Table 1 Example 1 Example 2 Example 3 Weight per unit area (g / m ² ) 70 70 70 Hot water solubility (° C) 90 90 60 Water pressure resistance (mm / Aq) 190 250 180 Bending degree (mm) 35 40 35

[0024]

According to the present invention, a specific PVA is used, particularly by a manufacturing method using a spun bond method, while maintaining the hand while removing water having a temperature lower than the body temperature of blood or the like that may come into contact during use. However, a water-soluble PVA-based nonwoven fabric having sufficient water resistance can be produced.

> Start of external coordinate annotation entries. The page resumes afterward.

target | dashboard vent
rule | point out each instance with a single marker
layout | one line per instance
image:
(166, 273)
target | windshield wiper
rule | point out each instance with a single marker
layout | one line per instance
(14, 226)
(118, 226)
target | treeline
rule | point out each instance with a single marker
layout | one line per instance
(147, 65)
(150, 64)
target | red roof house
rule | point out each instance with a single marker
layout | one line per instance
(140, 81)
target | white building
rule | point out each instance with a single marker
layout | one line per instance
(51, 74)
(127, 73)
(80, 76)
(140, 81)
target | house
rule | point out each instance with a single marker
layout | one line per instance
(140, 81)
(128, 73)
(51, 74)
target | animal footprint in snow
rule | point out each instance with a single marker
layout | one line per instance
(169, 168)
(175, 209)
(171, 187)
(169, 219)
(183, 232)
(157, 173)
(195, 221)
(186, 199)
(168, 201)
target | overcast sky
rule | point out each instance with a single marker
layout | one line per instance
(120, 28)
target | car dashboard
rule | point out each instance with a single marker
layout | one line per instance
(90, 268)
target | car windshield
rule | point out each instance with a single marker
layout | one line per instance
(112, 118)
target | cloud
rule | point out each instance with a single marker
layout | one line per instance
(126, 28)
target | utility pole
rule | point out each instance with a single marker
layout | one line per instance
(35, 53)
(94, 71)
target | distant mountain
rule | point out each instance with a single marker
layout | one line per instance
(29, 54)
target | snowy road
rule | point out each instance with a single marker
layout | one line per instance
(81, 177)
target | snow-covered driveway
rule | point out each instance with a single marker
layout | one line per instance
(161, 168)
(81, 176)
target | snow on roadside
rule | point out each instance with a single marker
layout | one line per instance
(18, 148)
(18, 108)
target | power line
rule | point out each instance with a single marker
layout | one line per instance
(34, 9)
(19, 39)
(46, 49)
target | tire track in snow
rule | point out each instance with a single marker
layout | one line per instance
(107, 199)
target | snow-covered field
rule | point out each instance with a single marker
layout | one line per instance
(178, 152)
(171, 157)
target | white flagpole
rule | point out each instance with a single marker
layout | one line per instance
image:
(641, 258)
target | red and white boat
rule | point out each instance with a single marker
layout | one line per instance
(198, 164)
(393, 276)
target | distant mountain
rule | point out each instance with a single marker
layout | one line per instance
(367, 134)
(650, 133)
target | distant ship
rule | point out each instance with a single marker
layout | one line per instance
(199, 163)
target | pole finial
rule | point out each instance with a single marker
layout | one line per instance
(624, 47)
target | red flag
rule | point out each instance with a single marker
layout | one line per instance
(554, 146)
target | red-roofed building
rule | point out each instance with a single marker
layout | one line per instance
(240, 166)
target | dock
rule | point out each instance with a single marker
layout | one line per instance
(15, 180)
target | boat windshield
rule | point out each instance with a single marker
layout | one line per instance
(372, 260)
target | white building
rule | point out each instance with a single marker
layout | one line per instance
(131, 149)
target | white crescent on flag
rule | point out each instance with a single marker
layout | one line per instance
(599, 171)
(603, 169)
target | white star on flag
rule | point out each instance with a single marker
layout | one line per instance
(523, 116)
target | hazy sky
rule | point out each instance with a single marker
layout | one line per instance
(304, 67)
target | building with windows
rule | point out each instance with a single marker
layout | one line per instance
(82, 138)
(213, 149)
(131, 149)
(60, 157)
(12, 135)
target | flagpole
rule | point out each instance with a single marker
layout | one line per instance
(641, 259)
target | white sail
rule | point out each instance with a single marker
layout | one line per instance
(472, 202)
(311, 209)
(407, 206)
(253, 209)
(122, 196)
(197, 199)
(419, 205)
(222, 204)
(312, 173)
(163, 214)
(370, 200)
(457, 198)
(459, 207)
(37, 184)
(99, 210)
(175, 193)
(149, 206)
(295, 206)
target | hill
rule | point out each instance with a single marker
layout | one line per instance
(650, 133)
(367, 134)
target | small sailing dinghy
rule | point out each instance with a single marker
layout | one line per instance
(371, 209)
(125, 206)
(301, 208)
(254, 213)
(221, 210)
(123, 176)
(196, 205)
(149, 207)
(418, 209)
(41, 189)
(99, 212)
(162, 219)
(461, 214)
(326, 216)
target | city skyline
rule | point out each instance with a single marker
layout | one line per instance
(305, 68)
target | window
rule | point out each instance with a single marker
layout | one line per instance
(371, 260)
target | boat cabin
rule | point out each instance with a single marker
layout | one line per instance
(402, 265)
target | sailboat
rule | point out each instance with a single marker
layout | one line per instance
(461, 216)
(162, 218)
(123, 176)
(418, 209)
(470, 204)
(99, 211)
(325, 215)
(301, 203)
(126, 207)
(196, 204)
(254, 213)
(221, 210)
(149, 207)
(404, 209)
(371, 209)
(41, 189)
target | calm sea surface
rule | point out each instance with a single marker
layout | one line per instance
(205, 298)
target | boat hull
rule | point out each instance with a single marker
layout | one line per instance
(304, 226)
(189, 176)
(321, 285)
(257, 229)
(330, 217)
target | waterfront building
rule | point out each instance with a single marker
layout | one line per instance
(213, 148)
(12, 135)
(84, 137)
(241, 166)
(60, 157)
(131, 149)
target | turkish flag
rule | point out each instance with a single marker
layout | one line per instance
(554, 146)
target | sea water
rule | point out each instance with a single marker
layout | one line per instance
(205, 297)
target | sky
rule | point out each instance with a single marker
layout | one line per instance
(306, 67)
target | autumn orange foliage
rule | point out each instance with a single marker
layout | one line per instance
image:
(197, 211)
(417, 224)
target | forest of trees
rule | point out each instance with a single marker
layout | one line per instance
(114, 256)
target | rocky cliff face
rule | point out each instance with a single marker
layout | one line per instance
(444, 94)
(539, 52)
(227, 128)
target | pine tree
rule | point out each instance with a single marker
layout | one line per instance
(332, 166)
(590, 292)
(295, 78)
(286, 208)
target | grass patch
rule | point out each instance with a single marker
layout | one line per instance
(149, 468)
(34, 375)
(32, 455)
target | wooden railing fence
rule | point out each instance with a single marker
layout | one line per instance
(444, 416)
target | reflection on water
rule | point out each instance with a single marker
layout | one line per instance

Continued on the front page (72) Inventor Yoshiaki Hirai 2-3-1-1, Muroyama, Ibaraki-shi Nippon Synthetic Chemical Industry Co., Ltd. Central Research Laboratory

Claims (10)

[Claims] 1. A group of melt-spun hot water-soluble resin is drawn from a plurality of nozzle holes by a suction jet, sprayed onto a non-woven sheet forming surface by a jet stream, and a web is formed. A method for producing a hot water-soluble nonwoven fabric, characterized by performing a bonding treatment. 2. The method for producing a hot water soluble nonwoven fabric according to claim 1, wherein a resin soluble in water at 50 ° C. or higher is used as the hot water soluble resin. 3. The method for producing a hot water-soluble nonwoven fabric according to claim 1, wherein a resin soluble in water at 70 ° C. or higher is used as the hot water-soluble resin. 4. An average degree of polymerization of 150 as a hot water-soluble resin.
The method for producing a hot-water-soluble nonwoven fabric according to any one of claims 1 to 3, wherein a melt-spinnable polyvinyl alcohol resin having an average saponification degree of 85 to 100 mol% is used. 5. The method for producing a hot water-soluble nonwoven fabric according to claim 4, wherein the melt-spinnable polyvinyl alcohol-based resin contains 0.01 to 100% by weight of water. 6. The method for producing a hot-water-soluble nonwoven fabric according to claim 1, wherein the bonding is performed by hot pressing with a hot embossing roll. 7. The method for producing a hot-water-soluble nonwoven fabric according to claim 1, wherein the nonwoven fabric is further subjected to a water-repellent treatment. 8. The method for producing a hot water-soluble nonwoven fabric according to claim 1, wherein the nonwoven fabric is used as a medical or nursing substrate. 9. A nonwoven fabric which can be disinfected and dissolved in hot water of 70 ° C. or higher or hot water of 70 ° C. or higher containing a disinfectant after use as a medical or nursing substrate. A method for producing the hot water-soluble nonwoven fabric according to claim 8. 10. A nonwoven fabric which can be disinfected and dissolved in hot water of 100 ° C. or higher or hot water of 100 ° C. or higher containing a disinfectant after use as a medical or nursing base material. A method for producing the hot water-soluble nonwoven fabric according to claim 8.